Ella suelta una carcajada que hace temblar los vasos de vino, y me pasa una porción de pizza que huele a gloria procesada.

—Oh, por favor, esa caída en el banquete fue icónica —dice, guiñándome un ojo—. Eres tendencia en las redes, amiga. “Secretaria ninja vs. escenario: round uno”. Deberías estar orgullosa.

—Orgullosa de ser un meme, claro —murmuro, mordiendo la pizza con más fuerza de la necesaria—. Mi vida es un reality show, pero sin el presupuesto para maquillaje.

Penelope se sienta a mi lado, cruzando las piernas como si fuera a meditar sobre los misterios del universo.

—Vamos, Amelia, eres una genio atrapada en un guión de comedia —dice, dándome un codazo—. Pero en serio, ¿cómo estás? Porque caer en un escenario es una cosa, pero trabajar para ese tal Max Roux… eso es otro nivel de estrés. Cuéntame todo.

Suspiro, sintiendo que mi corazón se acelera solo de pensar en Max. No quiero hablar de él, pero Penelope tiene un radar para detectar secretos que podría venderle a la CIA. Me recuesto en el sofá, mirando el techo como si allí estuviera escrita la respuesta a mi caos.

—Es… complicado —empiezo, eligiendo mis palabras como si fueran piezas de un rompecabezas roto—. Max es como un dios griego que se olvidó de leer el manual de humildad. Tiene esos ojos azules que podrían derretir un glaciar, y cuando sonríe, es como si el mundo se detuviera para aplaudirlo. Pero también es un jefe imposible. Grita, exige, y me hace sentir como una cucaracha con gafas.

Penelope arquea una ceja, sorbiendo su vino con una sonrisa que dice “te pillé”.

—Ajá —dice, inclinándose hacia mí como un detective en un interrogatorio—. O sea, que es guapísimo, mandón, y te pone nerviosa. ¿No te estarás enamorando, verdad, señorita Foster?

—¡No! —exclamo, tan rápido que casi me atraganto con la pizza. Mi cara arde como una sartén olvidada en el fuego, y sé que estoy más roja que un tomate en salsa—. Es mi jefe, Pen. Y un mujeriego. ¿Viste el rumor con la pianista? Yo tuve que mentir para cubrirlo frente a su prometida. ¡Es un desastre con traje caro!

Penelope ríe, claramente no convencida.

—Protestas demasiado, amiga —dice, señalándome con el vaso de vino—. Nadie describe los ojos de su jefe como “glaciares derretibles” a menos que haya algo más. Confiesa. ¿Te gusta?

Niego con la cabeza, pero mi cerebro traicionero me lleva de vuelta a Max. A su voz grave cuando me agradeció por la mentira, a la forma en que su camisa se tensa cuando se inclina sobre su escritorio, a esa mirada que me hace sentir que existo, aunque sea para gritarme. Es un príncipe, pienso, con su castillo de cristal y su corona de arrogancia. Pero yo no soy una princesa. Soy la chica que tropieza con su propia sombra, que lleva vestidos de mercadillo y gafas que parecen robadas de un museo. Nunca seré su Cenicienta, ni siquiera con un hada madrina con horas extras.

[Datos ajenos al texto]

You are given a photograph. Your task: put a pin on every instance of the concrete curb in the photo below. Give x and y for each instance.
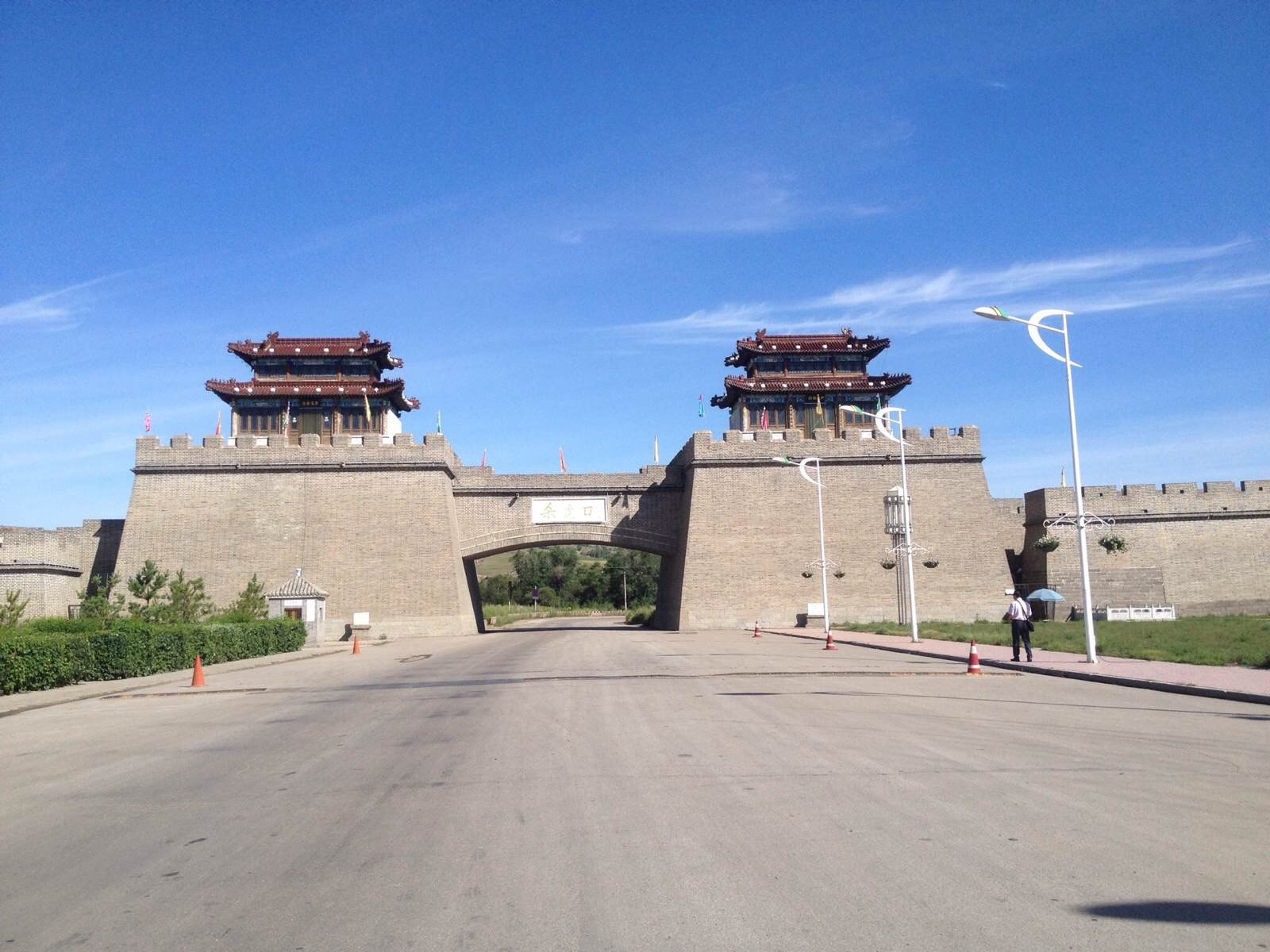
(120, 689)
(1168, 687)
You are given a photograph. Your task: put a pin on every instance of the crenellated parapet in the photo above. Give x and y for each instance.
(855, 446)
(1146, 501)
(271, 454)
(484, 480)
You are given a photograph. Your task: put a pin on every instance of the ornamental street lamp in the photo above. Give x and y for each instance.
(887, 422)
(1034, 328)
(819, 507)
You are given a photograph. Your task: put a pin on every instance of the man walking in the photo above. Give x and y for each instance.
(1020, 624)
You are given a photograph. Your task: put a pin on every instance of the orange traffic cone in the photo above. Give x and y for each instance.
(973, 668)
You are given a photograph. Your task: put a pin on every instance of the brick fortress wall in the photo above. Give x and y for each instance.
(751, 528)
(394, 530)
(374, 526)
(51, 566)
(1204, 550)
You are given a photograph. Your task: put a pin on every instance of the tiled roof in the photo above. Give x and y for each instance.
(277, 346)
(230, 390)
(841, 343)
(888, 384)
(296, 587)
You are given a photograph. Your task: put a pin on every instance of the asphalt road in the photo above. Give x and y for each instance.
(584, 786)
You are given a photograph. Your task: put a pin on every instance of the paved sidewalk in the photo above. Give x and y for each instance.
(1206, 681)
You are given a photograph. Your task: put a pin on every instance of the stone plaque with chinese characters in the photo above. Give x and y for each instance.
(543, 511)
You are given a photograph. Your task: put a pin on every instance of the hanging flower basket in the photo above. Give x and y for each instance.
(1045, 543)
(1113, 543)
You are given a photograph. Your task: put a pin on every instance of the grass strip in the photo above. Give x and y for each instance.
(1212, 640)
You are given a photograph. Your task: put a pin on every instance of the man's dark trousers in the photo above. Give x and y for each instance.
(1019, 630)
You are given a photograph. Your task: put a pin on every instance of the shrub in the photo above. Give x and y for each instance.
(1113, 543)
(46, 655)
(641, 615)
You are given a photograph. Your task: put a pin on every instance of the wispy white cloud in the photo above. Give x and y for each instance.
(54, 310)
(1185, 448)
(1094, 283)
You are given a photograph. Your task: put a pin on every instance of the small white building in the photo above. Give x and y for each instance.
(300, 598)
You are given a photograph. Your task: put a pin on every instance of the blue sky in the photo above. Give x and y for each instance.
(563, 219)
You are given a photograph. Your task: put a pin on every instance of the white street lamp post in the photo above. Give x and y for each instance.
(1034, 329)
(884, 422)
(819, 509)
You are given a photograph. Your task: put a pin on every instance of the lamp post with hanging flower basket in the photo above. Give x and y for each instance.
(888, 422)
(803, 466)
(1035, 325)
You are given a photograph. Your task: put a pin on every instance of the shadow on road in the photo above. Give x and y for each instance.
(1185, 912)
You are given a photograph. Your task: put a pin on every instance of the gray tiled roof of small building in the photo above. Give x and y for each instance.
(296, 587)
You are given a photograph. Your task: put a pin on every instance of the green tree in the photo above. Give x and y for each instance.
(533, 568)
(187, 601)
(495, 590)
(641, 571)
(148, 587)
(13, 608)
(99, 601)
(251, 605)
(592, 587)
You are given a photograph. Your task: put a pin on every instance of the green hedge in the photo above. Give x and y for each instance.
(641, 615)
(44, 655)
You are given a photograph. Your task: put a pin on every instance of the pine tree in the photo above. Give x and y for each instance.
(98, 601)
(251, 605)
(13, 608)
(187, 602)
(146, 585)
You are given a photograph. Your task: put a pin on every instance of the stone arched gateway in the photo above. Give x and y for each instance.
(637, 511)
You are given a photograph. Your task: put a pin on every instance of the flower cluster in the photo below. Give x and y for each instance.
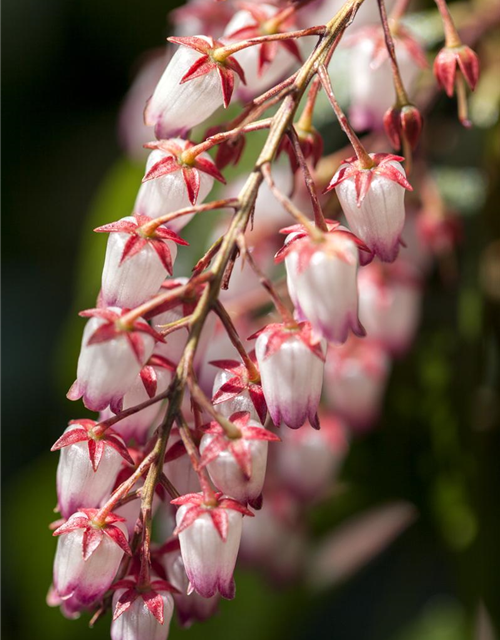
(185, 409)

—No hay nada que confesar —insisto, forzando una sonrisa—. Además, ¿quién necesita un príncipe cuando podemos ser solteras eternas, comiendo pizza y viendo películas malas?

Penelope levanta su vaso, chocándolo con el mío.

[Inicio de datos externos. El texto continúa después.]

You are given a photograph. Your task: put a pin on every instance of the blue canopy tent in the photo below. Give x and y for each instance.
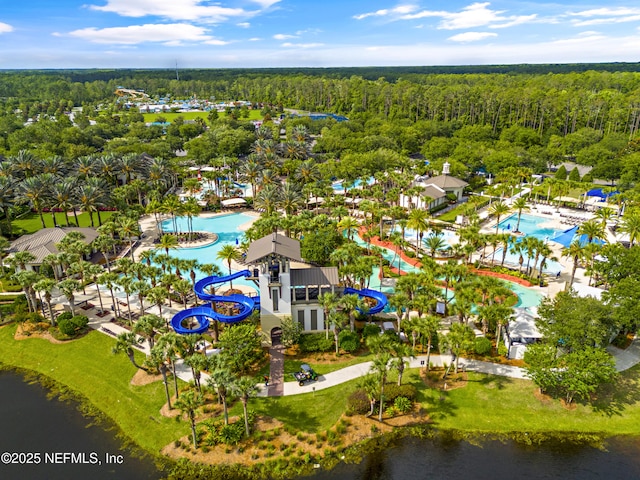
(567, 237)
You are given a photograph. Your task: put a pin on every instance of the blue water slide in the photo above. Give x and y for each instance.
(243, 305)
(379, 297)
(202, 316)
(201, 285)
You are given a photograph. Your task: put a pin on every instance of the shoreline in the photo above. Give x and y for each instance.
(88, 407)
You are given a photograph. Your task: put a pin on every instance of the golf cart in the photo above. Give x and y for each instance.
(306, 374)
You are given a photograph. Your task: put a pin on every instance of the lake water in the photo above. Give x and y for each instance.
(32, 423)
(416, 459)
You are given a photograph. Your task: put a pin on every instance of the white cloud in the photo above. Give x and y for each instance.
(266, 3)
(134, 34)
(283, 36)
(5, 28)
(173, 9)
(608, 12)
(399, 10)
(302, 45)
(606, 20)
(471, 36)
(472, 16)
(584, 37)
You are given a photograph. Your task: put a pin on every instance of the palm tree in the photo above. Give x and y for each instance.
(104, 244)
(26, 279)
(183, 288)
(398, 362)
(157, 296)
(169, 343)
(46, 285)
(221, 378)
(68, 287)
(434, 243)
(380, 368)
(191, 209)
(351, 304)
(459, 340)
(126, 283)
(290, 199)
(631, 226)
(245, 387)
(575, 251)
(188, 403)
(93, 272)
(267, 198)
(157, 358)
(63, 198)
(329, 302)
(428, 327)
(349, 225)
(19, 260)
(519, 205)
(128, 228)
(125, 343)
(228, 253)
(418, 221)
(35, 191)
(498, 209)
(592, 229)
(148, 326)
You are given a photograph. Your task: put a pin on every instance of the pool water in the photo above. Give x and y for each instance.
(227, 227)
(529, 225)
(339, 187)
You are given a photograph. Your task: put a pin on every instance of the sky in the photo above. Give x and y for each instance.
(313, 33)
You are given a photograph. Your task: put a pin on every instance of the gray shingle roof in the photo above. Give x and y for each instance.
(43, 242)
(314, 276)
(446, 181)
(273, 244)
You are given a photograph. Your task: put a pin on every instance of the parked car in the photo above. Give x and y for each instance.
(306, 374)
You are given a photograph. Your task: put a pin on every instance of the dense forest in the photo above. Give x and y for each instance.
(489, 117)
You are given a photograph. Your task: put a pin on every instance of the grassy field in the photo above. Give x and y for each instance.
(170, 116)
(485, 404)
(88, 367)
(31, 223)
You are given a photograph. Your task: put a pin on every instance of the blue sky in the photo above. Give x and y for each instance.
(313, 33)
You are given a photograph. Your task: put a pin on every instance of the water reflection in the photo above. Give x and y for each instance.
(32, 423)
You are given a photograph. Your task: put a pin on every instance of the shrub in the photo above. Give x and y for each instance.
(348, 341)
(65, 316)
(483, 346)
(80, 321)
(403, 404)
(358, 402)
(67, 327)
(315, 342)
(393, 391)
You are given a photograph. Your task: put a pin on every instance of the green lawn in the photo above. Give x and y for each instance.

—¡Por las solteras eternas! —brinda, con una risa que suena como campanas—. Que los hombres se queden con sus dramas, y nosotras con el control remoto.

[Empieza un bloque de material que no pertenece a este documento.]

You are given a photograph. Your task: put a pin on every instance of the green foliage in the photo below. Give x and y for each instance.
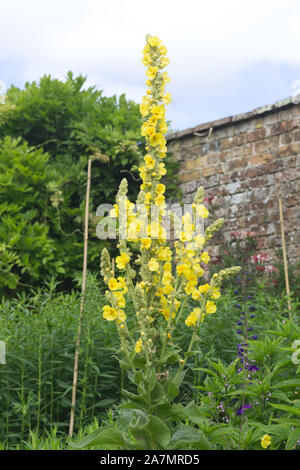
(43, 176)
(36, 382)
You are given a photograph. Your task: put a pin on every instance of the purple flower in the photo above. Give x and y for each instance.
(241, 410)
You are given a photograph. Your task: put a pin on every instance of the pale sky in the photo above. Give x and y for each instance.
(226, 56)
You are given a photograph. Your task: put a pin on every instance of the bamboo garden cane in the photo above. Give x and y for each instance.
(85, 246)
(287, 285)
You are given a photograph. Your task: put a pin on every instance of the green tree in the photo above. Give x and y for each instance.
(68, 124)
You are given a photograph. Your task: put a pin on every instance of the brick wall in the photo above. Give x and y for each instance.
(246, 161)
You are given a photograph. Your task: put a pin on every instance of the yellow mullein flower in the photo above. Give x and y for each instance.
(151, 72)
(197, 268)
(183, 269)
(266, 441)
(205, 257)
(164, 61)
(122, 260)
(204, 288)
(167, 289)
(167, 278)
(202, 211)
(210, 307)
(160, 188)
(163, 50)
(122, 284)
(167, 98)
(160, 200)
(196, 294)
(164, 253)
(113, 284)
(157, 139)
(199, 241)
(109, 313)
(147, 198)
(121, 317)
(167, 267)
(146, 243)
(158, 111)
(166, 78)
(185, 236)
(215, 293)
(153, 265)
(138, 346)
(114, 212)
(150, 162)
(120, 299)
(161, 169)
(193, 317)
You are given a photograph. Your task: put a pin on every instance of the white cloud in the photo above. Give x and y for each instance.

—Amén —río, aunque una parte de mí no puede evitar imaginar a Max entrando por la puerta, diciendo algo ridículamente encantador. Sacudo la cabeza, como si pudiera espantar esos pensamientos como mosquitos.

—Hablo en serio, Pen —continúo, cambiando de tema antes de que siga interrogándome—. Vamos a terminar como esas tías excéntricas que viven con gatos y coleccionan figuritas de porcelana. ¿Te imaginas? Tú con un sombrero de plumas, yo con un chal tejido por mí misma, las dos gritándole a los niños que pisan nuestro césped.

Penelope se dobla de risa, derramando un poco de vino en el sofá.

—¡Me apunto! —dice, limpiándose los ojos—. Pero mi sombrero tendrá lentejuelas, y nuestros gatos serán influencers con cuentas en Instagram. Seremos leyendas, Amelia.

Reímos hasta que me duele el estómago, y por un momento, olvido el desastre de mi semana. Penelope tiene ese don: hace que el mundo parezca menos cruel, como si los memes y los regaños de Max fueran solo anécdotas para contar entre risas. Pero entonces, la puerta de la cocina se abre, y mis padres entran, con expresiones que dicen “tenemos problemas, pero no queremos preocuparte”.